The industry’s fascination with blockchain technology was not lost on PwC; the report highlighted the prowess of blockchain to usher visibility and transparency into often siloed logistics processes. One of the biggest hassles faced by stakeholders within a supply chain is their inability to gain cognizance into the precise location of shipments while in transit. Documentation is also an issue, because missing or incomplete paperwork means delays that potentially last for days. 

“Blockchain has the potential to eliminate most of these roadblocks because it can serve as an encrypted digital ledger tracking the movements of products from warehouse to customer and linking documentation directly to the shipment as it makes its way to the destination,” said PwC in the report. 


However, to tap into the potential of blockchain, it is critical to form consortiums within the space that take the technology forward and standardize its data frameworks, which companies can utilize to spin off blockchain pilots. The Blockchain in Transport Alliance (BiTA) is one such collaborative venture that has about 500 members across the logistics space. BiTA has developed open blockchain standards that companies can use as a platform for their blockchain needs. 

Artificial intelligence (AI) is another defining factor in the future roadmap of transportation and logistics, with digitalization playing a crucial role in data assimilation across different processes in the supply chain. These data sets are pushed through AI algorithms that help businesses to “distinguish themselves from the competition, provide better service, cut costs and enhance day-to-day operations.” 

Despite being a proven technology, AI’s usage in the T&L industry is still not widely prevalent, with 40 percent of the CEOs who responded to PwC’s survey stating they had “no plans to pursue any AI projects,” which is dismal considering that only 23 percent of CEOs from other domains claim non-interest. 

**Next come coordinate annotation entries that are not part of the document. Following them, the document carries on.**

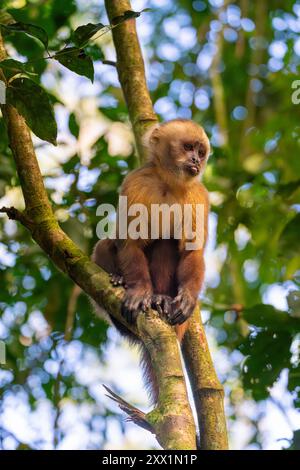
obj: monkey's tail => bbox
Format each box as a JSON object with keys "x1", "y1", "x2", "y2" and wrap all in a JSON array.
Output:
[
  {"x1": 111, "y1": 317, "x2": 158, "y2": 405},
  {"x1": 139, "y1": 343, "x2": 159, "y2": 405}
]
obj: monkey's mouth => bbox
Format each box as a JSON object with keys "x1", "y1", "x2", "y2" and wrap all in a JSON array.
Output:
[{"x1": 185, "y1": 163, "x2": 201, "y2": 176}]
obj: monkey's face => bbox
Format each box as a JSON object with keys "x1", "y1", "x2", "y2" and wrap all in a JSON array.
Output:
[{"x1": 150, "y1": 119, "x2": 210, "y2": 180}]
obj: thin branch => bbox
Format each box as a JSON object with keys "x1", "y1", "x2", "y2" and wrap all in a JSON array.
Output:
[
  {"x1": 0, "y1": 29, "x2": 196, "y2": 450},
  {"x1": 105, "y1": 0, "x2": 157, "y2": 162}
]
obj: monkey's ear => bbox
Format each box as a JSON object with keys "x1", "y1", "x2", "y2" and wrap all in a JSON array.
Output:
[
  {"x1": 143, "y1": 124, "x2": 160, "y2": 147},
  {"x1": 150, "y1": 124, "x2": 160, "y2": 144}
]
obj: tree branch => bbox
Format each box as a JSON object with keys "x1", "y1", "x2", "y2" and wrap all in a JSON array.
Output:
[
  {"x1": 105, "y1": 0, "x2": 157, "y2": 162},
  {"x1": 0, "y1": 33, "x2": 196, "y2": 450},
  {"x1": 182, "y1": 307, "x2": 228, "y2": 450},
  {"x1": 105, "y1": 0, "x2": 228, "y2": 450}
]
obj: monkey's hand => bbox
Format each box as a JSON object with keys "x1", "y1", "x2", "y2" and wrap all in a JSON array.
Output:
[
  {"x1": 109, "y1": 273, "x2": 127, "y2": 289},
  {"x1": 151, "y1": 294, "x2": 172, "y2": 318},
  {"x1": 122, "y1": 288, "x2": 152, "y2": 323},
  {"x1": 168, "y1": 287, "x2": 197, "y2": 325}
]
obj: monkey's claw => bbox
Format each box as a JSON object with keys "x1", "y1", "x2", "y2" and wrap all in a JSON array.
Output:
[
  {"x1": 168, "y1": 289, "x2": 196, "y2": 325},
  {"x1": 151, "y1": 294, "x2": 172, "y2": 318},
  {"x1": 121, "y1": 289, "x2": 152, "y2": 323},
  {"x1": 109, "y1": 273, "x2": 127, "y2": 289}
]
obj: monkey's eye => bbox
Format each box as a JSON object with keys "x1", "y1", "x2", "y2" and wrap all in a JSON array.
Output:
[
  {"x1": 198, "y1": 144, "x2": 206, "y2": 159},
  {"x1": 183, "y1": 143, "x2": 194, "y2": 152}
]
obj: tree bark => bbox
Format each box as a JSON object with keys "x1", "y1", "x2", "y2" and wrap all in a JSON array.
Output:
[
  {"x1": 182, "y1": 307, "x2": 228, "y2": 450},
  {"x1": 105, "y1": 0, "x2": 228, "y2": 450},
  {"x1": 0, "y1": 33, "x2": 196, "y2": 450}
]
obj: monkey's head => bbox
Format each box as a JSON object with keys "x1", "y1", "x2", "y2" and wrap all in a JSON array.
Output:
[{"x1": 148, "y1": 119, "x2": 210, "y2": 181}]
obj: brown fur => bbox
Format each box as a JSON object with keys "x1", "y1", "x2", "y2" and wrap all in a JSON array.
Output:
[{"x1": 93, "y1": 120, "x2": 210, "y2": 401}]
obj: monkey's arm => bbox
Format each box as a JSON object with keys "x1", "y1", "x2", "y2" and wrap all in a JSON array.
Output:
[
  {"x1": 170, "y1": 250, "x2": 205, "y2": 325},
  {"x1": 118, "y1": 240, "x2": 152, "y2": 323}
]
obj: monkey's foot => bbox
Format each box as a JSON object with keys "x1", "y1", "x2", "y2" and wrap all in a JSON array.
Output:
[
  {"x1": 168, "y1": 288, "x2": 196, "y2": 325},
  {"x1": 121, "y1": 289, "x2": 152, "y2": 323},
  {"x1": 151, "y1": 294, "x2": 172, "y2": 318},
  {"x1": 103, "y1": 385, "x2": 155, "y2": 434},
  {"x1": 109, "y1": 273, "x2": 127, "y2": 289}
]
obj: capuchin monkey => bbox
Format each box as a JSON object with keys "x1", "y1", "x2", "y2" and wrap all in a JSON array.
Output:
[{"x1": 92, "y1": 119, "x2": 210, "y2": 402}]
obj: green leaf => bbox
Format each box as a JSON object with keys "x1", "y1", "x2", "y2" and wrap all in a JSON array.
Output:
[
  {"x1": 55, "y1": 47, "x2": 94, "y2": 82},
  {"x1": 69, "y1": 113, "x2": 80, "y2": 138},
  {"x1": 0, "y1": 10, "x2": 15, "y2": 25},
  {"x1": 0, "y1": 59, "x2": 31, "y2": 80},
  {"x1": 111, "y1": 10, "x2": 141, "y2": 26},
  {"x1": 243, "y1": 304, "x2": 300, "y2": 332},
  {"x1": 1, "y1": 21, "x2": 49, "y2": 49},
  {"x1": 239, "y1": 331, "x2": 293, "y2": 400},
  {"x1": 6, "y1": 78, "x2": 57, "y2": 145},
  {"x1": 73, "y1": 23, "x2": 107, "y2": 47}
]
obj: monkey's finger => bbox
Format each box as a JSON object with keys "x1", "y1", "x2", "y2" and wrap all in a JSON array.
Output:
[
  {"x1": 163, "y1": 298, "x2": 172, "y2": 317},
  {"x1": 170, "y1": 309, "x2": 182, "y2": 325}
]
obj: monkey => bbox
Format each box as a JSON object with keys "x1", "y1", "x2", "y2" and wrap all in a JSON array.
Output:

Worker utilization can also be improved with technology, as T&L companies can now hire carriers and warehouse workers based on actual operational activity rather than inaccurate forecasts. “Partnerships or alliances linking startups with innovative technology ideas and established T&L firms may become more routine in the future, especially as a way to recruit talent that is able to conceive new ways to implement advanced technology both in operations and in improving services offered to customers,” said the report. 

There is growing apprehension about the skills of workers, with 55 percent of the CEOs responding that they were ‘extremely concerned’ with the skill levels of their employees, which is restricting them in terms of innovation. A further 53 percent stated that the dearth of skill sets is causing their companies to miss their growth targets, and 49 percent said that it was preventing them from pursuing a market opportunity. 

PwC called the T&L industry a ‘cottage industry’ of sorts, as it remains highly fragmented and is comprised of thousands of small companies that are involved in limited shipping and logistics activities. “As a result, decisions to implement new technologies will vary, depending

on availability of funds to invest in new technologies and R&D,” said the report. “Nonetheless, with the overall T&L arena moving quickly towards adopting more digital functions and capabilities across its value chain, R&D investment and innovation is essential, no matter what size the company is.”